Immunotherapy: Keyhole Limpet Hemocyanin

Bropirimine below

Marketed in Europe since 1997 as an immunotherapy for non-invasive (Ta, T1 and CIS) bladder cancer and other purposes, this treatment is available to US citizens, limited to investigational use by Federal Law (21 CFR 50, 56, and 312).

Keyhole-limpet hemocyanin (immunocyanine) is a strong antigen/immunogenic compound being investigated as an intravesical agent. KLH is extracted and purified from the keyhole limpet mollusk, collected off the southern California coast. An average sized animal provides aproximately 5mg/ml hemocyanin and can be isolated in a relatively pure state from the hemolymph of the giant mollusks.1

The first clinical use of KLH in the immunotherapy of bladder cancer showing a decreased rate of recurrence after treatment was reported by Olsson in 1974.2

Lamm and associates compared KLH and Immucothel–a form of KLH modified for clinical use (Biosyn)– in animal studies, and  reported that the crude preparation of KLH offered greater antitumor activity than the purified KLH compound, although this has not been investigated in clinical trials.3 The team concluded that both crude KLH and Immucothel appear to be effective immunotherapies of use in the treatment of transitional cell carcinoma.4

Patients are first given an injection to evoke an immune response, followed by 18 monthly intravesical instillations in a saline solution. Jurincic reported that 95% and 86% of patients had complete response or downgrading, compared to 69% of patients in the study arm using Mitomycin C, indicating response rates comparable to BCG, though with less side effects. In a study which included 101 patients, three patients had low grade fever after the inital intracutaneous injection; however, no systemic toxicity or other adverse side effects were observed.1

KLH has been shown to produce a more predictable reaction than BCG, with similar results and less side effects.1 5

The best responders are CIS patients, which is a more difficult form of TCC to treat. In one study, of 19 CIS patients, 11 (58%) had a complete response.
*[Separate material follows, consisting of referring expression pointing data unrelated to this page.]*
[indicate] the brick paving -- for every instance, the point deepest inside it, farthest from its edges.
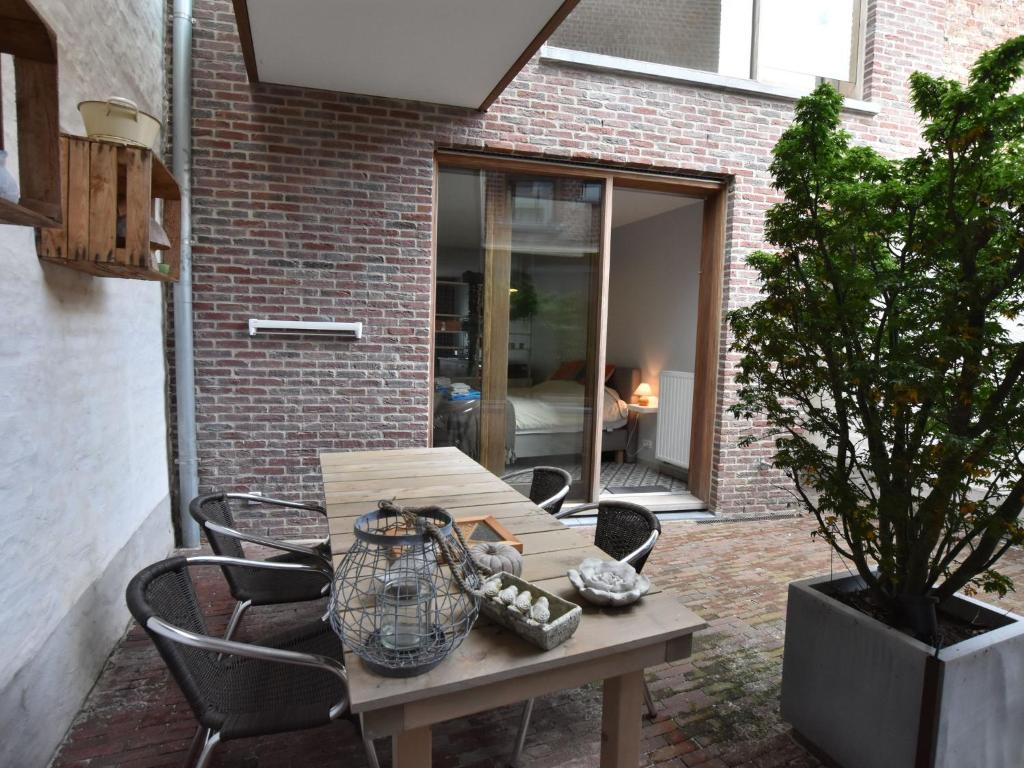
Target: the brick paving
(719, 708)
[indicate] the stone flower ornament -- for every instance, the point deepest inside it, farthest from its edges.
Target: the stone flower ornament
(608, 583)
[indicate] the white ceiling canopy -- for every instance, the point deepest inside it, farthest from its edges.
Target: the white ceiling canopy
(457, 52)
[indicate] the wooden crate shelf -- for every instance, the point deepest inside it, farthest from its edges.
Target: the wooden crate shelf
(100, 183)
(29, 39)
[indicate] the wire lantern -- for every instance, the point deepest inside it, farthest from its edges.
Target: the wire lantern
(407, 593)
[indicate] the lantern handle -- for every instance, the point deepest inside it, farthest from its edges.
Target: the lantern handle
(412, 515)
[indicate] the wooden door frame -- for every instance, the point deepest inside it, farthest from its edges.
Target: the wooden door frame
(709, 333)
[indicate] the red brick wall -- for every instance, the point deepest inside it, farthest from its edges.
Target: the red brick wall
(681, 33)
(312, 205)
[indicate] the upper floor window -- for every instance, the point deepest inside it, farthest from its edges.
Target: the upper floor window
(793, 43)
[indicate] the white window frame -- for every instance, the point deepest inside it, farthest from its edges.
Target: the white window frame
(852, 92)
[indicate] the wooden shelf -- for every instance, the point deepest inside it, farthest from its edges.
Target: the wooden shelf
(30, 40)
(102, 183)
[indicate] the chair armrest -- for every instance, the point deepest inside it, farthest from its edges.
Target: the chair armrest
(642, 550)
(297, 549)
(517, 473)
(299, 567)
(574, 510)
(250, 650)
(252, 498)
(556, 498)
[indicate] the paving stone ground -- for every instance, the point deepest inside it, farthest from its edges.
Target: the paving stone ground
(717, 709)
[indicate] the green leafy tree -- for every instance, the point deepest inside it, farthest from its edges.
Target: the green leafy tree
(880, 351)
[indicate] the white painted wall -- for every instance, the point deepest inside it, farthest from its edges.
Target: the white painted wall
(652, 299)
(652, 294)
(84, 498)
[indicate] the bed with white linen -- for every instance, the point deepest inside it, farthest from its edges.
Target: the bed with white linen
(547, 419)
(550, 418)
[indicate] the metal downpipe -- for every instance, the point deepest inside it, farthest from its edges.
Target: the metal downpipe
(184, 361)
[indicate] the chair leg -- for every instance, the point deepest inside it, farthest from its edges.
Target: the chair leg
(209, 744)
(368, 744)
(651, 709)
(520, 738)
(240, 608)
(198, 739)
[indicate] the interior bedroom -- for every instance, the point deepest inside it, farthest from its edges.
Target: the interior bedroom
(516, 326)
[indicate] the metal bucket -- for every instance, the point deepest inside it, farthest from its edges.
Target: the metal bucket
(120, 120)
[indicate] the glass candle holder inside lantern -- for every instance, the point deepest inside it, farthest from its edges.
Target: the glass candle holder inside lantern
(401, 598)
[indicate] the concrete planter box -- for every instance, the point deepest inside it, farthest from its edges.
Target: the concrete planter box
(855, 688)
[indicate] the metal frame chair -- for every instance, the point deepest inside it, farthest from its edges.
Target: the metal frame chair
(290, 682)
(632, 546)
(213, 513)
(542, 487)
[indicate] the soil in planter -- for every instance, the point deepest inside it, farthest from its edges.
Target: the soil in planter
(951, 629)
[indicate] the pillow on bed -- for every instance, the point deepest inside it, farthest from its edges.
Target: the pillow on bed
(570, 371)
(608, 371)
(577, 371)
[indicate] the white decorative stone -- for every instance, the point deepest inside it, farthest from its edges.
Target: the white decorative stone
(495, 557)
(608, 583)
(540, 611)
(492, 587)
(523, 601)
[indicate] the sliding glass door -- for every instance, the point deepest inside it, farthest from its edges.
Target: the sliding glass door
(517, 318)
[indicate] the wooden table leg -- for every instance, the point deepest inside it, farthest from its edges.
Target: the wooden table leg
(412, 749)
(621, 721)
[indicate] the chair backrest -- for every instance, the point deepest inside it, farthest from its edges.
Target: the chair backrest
(216, 508)
(548, 481)
(165, 590)
(623, 526)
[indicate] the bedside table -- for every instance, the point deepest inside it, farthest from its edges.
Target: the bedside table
(633, 425)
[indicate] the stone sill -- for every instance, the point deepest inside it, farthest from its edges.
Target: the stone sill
(552, 54)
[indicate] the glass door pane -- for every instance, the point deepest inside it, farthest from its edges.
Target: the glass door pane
(516, 318)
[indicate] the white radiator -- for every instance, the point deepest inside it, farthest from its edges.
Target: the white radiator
(675, 414)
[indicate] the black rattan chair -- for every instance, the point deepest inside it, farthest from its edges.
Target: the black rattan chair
(250, 587)
(292, 681)
(628, 532)
(548, 487)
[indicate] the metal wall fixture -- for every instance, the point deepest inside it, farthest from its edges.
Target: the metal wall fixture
(305, 327)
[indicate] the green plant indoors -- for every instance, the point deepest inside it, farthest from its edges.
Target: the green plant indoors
(879, 350)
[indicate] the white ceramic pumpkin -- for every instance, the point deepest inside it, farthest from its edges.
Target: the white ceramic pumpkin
(493, 558)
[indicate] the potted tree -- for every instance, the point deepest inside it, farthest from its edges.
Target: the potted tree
(886, 359)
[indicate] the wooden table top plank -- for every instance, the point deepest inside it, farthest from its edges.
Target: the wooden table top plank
(494, 653)
(537, 543)
(402, 485)
(354, 457)
(516, 512)
(452, 503)
(419, 469)
(419, 487)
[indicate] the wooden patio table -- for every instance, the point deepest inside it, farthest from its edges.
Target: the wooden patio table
(494, 667)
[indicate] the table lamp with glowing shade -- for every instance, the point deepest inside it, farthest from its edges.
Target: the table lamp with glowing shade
(643, 393)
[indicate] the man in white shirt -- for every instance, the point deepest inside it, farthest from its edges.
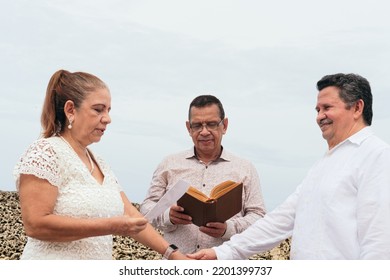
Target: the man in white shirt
(341, 210)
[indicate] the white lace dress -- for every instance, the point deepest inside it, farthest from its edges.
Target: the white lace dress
(79, 196)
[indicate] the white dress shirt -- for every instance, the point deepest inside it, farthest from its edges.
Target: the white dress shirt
(341, 210)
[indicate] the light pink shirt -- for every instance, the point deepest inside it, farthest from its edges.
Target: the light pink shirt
(186, 166)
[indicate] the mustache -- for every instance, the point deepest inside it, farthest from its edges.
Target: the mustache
(325, 121)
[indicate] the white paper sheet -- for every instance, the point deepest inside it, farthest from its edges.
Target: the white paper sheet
(168, 199)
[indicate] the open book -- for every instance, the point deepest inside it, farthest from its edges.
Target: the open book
(224, 202)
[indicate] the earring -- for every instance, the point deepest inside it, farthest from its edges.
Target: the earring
(70, 124)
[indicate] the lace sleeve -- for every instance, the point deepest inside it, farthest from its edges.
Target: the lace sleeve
(41, 161)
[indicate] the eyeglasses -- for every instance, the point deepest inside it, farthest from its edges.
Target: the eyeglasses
(210, 126)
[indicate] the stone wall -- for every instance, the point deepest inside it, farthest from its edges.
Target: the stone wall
(13, 239)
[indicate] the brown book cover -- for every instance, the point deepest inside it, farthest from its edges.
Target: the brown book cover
(224, 202)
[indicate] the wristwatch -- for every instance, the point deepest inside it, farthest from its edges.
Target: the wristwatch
(170, 250)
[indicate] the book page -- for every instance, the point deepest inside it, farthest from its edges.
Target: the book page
(168, 199)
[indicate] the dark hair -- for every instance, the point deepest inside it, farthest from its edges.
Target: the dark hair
(352, 88)
(206, 100)
(64, 86)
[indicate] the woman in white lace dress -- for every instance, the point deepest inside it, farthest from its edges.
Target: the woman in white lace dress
(70, 200)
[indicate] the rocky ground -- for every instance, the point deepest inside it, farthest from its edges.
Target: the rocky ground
(13, 239)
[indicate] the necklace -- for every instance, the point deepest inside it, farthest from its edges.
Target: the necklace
(86, 152)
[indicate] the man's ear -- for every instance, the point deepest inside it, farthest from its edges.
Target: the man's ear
(359, 106)
(225, 125)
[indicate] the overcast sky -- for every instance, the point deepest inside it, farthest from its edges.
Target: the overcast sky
(261, 58)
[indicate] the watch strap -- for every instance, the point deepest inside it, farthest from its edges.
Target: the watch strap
(169, 251)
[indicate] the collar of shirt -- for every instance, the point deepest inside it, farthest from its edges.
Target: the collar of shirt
(224, 156)
(356, 138)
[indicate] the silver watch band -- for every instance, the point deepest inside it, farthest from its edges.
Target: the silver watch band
(169, 251)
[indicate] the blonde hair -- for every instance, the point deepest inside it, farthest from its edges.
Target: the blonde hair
(64, 86)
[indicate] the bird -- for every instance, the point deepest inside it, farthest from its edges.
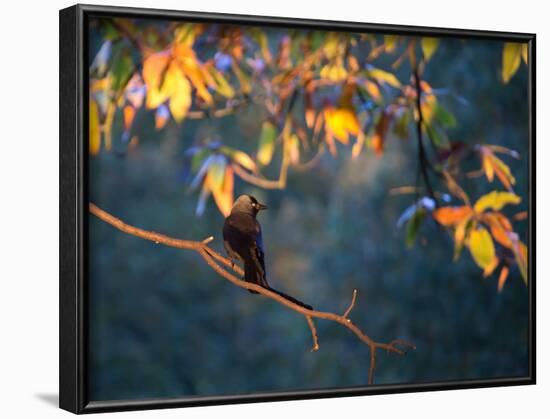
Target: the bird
(243, 242)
Ten (50%) of 20 patients with papillary TCC demonstrated a response, and 4 (33%) of the 12 patients with both forms of bladder cancer showed response.6KLH has been shown to be effective against tumor recurrence in bilharzial bladder with papillary TCC. Bilharzia is a form of bladder cancer caused by blood flukes (urinary schistosomiasis), which is mostly found in the tropics, and is the most common cause of TCC in Egypt. In such cases, KLH immunotherapy has been seen to reduce the recurrence rate  to 15.4% compared to 76.9% before therapy.7

Although responses have been noted in patients with advanced disease, bulky tumors do not generally respond to immunotherapy.1 The advantage of KLH is its apparent lack of toxicity.3

More information about KLH
"Intracel"’s website, whose KLH product is called "BCI-ImmuneActivator".
The study protocol is/was: A Randomized, Multicenter Phase III Trial Evaluating the Efficacy and Safety of BCI-ImmuneActivator(tm) (KLH) Versus Adriamycin in BCG Refractory or Intolerant Patients With Carcinoma in Situ With or Without Resected Superficial Papillary Bladder Cancer (Summary Last Modified 10/2000) Protocol IDs: INTRACEL-BCI-9804-04

And Biosyncorp’s Immucothel:

Bropirimine for CIS
Bropirimine is an oral immunomodulator that has demonstrated anticancer activity in transitional cell carcinoma in situ (CIS) in both the bladder and upper urinary tract in a Phase II trial. Activity also has been documented in patients after prior therapy with BCG. Complete response was seen in 21 (24%) of 86 subjects. In 1998 Sarosdy and colleagues suggested that bropirimine may be an alternative to cystectomy for some patients with CIS who have failed or have not tolerated BCG.1

In earlier trials, bropirimine had been shown to be effective in treating approximately 50% of patients with carcinoma in situ (CIS). Ten (48%) of 21 evaluable patients had a negative ureteral cytologic analysis after 12 weeks (5 patients) or 24 weeks (5 patients). Of these 10 patients, 8 continued to have negative cytology for a period of 3 to 30 months (median, more than 9 months).2

Bropirimine shows promise with low toxicity in most cases, but further evaluation to improve responses and durability is warranted, and Phase III trials for CIS are now in progress.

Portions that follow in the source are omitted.